Des recueils épigraphiques existent depuis le XVIe siècle. Avant la guerre de Trente Ans, on signalera les épitaphiers de d'Aubrometz et de Jacques du Clerck et par la suite, les travaux d'Estienne Le Pez et de Malotau de Villerode. Ces travaux, où les données sont parfois contradictoires, ont largement été exploités par Roger Rodière, pour ses recherches épigraphiques dans le Pas-de-Calais.

La généalogie à l'épreuve de l'érudition

La généalogie connaît un développement important à partir de la fin du XVIe siècle. Elle ne s'intéresse plus seulement aux familles princières et royales, mais se tourne désormais vers l'ensemble des familles nobles et parfois bourgeoises. C'est le moment où les lignages aristocratiques construisent leur histoire.

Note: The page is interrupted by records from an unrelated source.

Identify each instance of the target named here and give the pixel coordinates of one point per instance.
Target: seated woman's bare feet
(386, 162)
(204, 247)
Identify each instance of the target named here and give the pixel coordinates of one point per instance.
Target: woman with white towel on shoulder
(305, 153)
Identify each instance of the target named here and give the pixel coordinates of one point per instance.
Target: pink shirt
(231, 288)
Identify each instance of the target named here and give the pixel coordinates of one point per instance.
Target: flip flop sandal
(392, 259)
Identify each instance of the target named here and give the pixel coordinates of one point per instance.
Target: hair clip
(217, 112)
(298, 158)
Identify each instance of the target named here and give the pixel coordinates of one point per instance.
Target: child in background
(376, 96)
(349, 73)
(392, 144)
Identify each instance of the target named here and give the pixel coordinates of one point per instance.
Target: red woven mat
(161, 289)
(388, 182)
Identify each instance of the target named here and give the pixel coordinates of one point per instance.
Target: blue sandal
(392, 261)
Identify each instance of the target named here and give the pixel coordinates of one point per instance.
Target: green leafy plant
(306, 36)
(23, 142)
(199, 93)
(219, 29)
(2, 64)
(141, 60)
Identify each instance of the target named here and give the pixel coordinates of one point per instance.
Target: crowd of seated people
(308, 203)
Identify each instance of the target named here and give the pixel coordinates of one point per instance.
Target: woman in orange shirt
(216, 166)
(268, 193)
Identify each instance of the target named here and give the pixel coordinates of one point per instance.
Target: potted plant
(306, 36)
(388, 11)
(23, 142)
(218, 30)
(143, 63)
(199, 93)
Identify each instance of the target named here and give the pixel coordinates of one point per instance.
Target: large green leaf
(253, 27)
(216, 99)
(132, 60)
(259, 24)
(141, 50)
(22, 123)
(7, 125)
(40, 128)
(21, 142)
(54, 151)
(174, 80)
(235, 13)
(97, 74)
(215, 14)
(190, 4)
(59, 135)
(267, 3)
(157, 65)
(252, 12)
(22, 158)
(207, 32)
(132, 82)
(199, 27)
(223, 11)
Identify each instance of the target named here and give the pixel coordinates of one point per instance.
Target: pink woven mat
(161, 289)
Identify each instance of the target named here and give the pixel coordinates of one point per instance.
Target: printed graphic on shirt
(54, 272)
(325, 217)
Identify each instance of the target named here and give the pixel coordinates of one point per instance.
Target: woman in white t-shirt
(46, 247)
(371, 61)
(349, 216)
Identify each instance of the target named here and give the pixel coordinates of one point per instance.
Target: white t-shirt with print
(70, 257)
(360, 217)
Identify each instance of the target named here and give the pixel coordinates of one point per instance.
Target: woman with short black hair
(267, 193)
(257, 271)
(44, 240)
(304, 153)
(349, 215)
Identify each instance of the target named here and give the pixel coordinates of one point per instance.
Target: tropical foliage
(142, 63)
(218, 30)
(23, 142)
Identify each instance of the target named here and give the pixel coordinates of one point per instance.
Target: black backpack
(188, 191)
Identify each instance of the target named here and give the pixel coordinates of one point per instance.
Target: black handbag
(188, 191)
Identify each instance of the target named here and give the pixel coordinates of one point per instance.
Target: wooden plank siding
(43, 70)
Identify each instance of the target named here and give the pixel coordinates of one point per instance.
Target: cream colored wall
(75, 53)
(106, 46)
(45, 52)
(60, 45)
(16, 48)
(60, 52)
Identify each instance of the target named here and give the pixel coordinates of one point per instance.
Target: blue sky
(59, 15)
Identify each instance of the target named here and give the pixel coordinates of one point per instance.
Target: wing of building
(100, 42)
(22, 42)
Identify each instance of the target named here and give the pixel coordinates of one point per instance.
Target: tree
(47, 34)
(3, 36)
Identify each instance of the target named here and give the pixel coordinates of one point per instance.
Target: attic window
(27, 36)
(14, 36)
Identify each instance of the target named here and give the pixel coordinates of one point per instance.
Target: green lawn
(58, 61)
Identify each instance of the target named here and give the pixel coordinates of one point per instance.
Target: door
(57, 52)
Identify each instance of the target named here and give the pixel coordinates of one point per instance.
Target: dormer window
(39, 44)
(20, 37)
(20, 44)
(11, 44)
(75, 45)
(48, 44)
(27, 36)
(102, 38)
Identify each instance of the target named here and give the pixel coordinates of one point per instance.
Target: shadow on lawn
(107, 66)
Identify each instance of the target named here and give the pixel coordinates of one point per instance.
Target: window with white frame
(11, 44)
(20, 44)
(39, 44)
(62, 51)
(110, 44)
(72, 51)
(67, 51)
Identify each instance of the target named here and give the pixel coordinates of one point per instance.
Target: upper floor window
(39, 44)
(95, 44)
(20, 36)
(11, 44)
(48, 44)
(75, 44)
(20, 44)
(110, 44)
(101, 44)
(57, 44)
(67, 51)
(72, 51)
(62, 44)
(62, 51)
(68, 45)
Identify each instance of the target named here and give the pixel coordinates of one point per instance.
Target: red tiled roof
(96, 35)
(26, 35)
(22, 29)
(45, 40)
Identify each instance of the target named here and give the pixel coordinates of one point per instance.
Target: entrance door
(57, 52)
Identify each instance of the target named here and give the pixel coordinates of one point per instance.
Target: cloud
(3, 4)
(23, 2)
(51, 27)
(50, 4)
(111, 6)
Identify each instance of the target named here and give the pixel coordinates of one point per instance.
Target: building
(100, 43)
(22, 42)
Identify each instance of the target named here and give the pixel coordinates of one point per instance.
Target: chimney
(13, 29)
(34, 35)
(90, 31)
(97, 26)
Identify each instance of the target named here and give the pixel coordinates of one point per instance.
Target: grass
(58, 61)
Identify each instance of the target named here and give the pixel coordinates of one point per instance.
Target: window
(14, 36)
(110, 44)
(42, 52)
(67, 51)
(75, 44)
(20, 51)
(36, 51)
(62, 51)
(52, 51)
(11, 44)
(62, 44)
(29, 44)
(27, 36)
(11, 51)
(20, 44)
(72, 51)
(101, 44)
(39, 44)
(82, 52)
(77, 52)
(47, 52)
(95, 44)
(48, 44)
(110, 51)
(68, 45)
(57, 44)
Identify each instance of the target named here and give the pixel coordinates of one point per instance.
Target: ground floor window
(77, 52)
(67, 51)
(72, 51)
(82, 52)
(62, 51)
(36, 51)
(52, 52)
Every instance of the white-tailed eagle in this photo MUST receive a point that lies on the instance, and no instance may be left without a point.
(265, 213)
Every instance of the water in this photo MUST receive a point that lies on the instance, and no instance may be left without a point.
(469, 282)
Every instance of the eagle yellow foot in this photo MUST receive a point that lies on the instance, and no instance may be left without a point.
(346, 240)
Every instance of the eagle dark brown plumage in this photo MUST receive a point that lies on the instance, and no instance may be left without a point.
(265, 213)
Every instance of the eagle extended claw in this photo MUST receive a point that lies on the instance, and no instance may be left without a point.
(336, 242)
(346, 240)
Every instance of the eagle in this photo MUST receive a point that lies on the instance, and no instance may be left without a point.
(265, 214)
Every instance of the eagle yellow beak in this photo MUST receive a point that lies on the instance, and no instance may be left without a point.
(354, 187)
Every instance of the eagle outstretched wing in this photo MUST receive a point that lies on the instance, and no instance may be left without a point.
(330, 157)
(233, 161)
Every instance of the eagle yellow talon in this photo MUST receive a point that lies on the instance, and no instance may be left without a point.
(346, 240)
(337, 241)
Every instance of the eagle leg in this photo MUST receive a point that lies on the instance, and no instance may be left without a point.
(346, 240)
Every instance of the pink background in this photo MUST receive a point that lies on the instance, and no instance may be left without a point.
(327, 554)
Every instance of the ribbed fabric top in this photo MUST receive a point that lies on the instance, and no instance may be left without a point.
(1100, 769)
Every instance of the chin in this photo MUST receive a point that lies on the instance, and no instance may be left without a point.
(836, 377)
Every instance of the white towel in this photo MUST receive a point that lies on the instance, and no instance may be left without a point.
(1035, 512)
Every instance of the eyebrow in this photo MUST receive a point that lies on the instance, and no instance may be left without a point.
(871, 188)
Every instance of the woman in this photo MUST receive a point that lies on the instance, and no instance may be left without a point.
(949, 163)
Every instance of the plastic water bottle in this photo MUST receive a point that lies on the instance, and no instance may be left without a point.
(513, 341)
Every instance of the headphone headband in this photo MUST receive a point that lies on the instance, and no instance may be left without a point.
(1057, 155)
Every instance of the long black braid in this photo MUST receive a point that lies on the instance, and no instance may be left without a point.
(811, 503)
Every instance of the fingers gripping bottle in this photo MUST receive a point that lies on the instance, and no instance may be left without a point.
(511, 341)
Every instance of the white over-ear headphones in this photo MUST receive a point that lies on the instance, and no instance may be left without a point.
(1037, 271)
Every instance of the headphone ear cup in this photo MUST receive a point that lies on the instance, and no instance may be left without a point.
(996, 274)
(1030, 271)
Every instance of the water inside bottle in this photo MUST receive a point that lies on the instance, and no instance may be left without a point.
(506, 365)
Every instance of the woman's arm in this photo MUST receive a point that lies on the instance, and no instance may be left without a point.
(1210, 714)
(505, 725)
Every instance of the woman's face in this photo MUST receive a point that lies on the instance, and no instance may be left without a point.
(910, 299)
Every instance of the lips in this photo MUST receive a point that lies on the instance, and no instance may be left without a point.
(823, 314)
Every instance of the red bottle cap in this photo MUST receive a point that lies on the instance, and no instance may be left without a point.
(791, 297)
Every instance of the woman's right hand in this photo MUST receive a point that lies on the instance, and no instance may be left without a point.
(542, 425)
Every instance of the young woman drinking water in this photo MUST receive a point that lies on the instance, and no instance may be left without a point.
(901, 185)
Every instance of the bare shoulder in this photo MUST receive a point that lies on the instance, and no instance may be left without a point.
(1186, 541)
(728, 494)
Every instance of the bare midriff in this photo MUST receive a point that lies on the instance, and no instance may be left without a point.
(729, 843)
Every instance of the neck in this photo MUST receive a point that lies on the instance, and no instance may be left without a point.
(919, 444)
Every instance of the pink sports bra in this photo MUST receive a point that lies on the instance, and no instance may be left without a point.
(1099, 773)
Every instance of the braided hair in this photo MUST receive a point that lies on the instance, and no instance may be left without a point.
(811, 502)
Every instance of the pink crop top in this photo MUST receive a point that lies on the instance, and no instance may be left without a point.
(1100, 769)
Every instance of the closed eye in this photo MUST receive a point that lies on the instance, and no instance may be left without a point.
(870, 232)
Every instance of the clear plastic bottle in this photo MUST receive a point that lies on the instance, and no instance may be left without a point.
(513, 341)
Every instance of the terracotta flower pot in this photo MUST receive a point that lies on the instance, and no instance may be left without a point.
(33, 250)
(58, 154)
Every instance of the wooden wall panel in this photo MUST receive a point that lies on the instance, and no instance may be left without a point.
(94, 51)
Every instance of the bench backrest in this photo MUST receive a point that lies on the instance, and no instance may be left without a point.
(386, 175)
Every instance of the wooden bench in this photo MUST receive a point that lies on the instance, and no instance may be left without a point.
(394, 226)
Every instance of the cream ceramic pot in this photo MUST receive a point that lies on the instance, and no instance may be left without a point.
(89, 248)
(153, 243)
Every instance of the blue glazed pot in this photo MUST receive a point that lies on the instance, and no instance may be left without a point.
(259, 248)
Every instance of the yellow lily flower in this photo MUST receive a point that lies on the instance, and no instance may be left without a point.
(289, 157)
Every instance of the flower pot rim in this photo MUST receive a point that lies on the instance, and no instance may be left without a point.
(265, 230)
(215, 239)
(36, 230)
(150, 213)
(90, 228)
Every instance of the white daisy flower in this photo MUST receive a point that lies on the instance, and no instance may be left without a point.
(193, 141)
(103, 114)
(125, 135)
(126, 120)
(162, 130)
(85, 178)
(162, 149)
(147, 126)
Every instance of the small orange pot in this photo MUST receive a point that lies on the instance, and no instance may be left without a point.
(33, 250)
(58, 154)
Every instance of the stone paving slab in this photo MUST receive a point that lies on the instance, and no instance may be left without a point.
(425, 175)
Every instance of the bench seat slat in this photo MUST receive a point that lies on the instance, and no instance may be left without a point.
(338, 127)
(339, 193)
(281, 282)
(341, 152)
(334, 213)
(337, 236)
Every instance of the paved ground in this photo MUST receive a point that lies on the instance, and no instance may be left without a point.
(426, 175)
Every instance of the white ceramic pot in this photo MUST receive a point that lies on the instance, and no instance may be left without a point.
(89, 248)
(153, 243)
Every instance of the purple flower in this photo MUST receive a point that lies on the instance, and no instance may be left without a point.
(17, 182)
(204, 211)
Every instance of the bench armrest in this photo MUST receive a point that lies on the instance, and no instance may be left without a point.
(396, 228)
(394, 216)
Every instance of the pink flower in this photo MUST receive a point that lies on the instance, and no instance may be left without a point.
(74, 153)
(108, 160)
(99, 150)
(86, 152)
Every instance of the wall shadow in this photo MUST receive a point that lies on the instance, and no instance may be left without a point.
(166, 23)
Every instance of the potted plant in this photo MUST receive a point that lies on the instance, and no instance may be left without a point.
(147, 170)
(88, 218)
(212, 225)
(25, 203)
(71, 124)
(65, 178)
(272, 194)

Ce phénomème est lié à la montée en puissance du pouvor royal et de l'absolutisme et l'exigence des preuves de noblesse pour accéder à certaines charges ou à certaines institutions, ou tout simplement pour échapper à l'impôt rôturier.Il appartient lors aux généalogistes du roi (les d'Hozier, les Chérin, etc..) de les vérifier, sinon de les établir, de les valider. La règle est alors de prouver par des actes authentiques les filiations. Le genre bénéficie des progrès de l'érudition et nombre d'érudits produisent aussi des généalogies (André Duchesne, dom Le Pez). Il s'en faut de beaucoup, cependant, pour que ces règles de saine érudition soient toujours suivies et les travaux généalogiques fourmillent encore d'éléments "mythologiques" et l'exigence de la preuve favorise parfois la fabrication de faux.

La production généalogique est importante et fort diverse, bien souvent sous forme de manuscrits. Elle peut faite état d'oeuvres originales, mais compte aussi nombre de continuations et de compilations.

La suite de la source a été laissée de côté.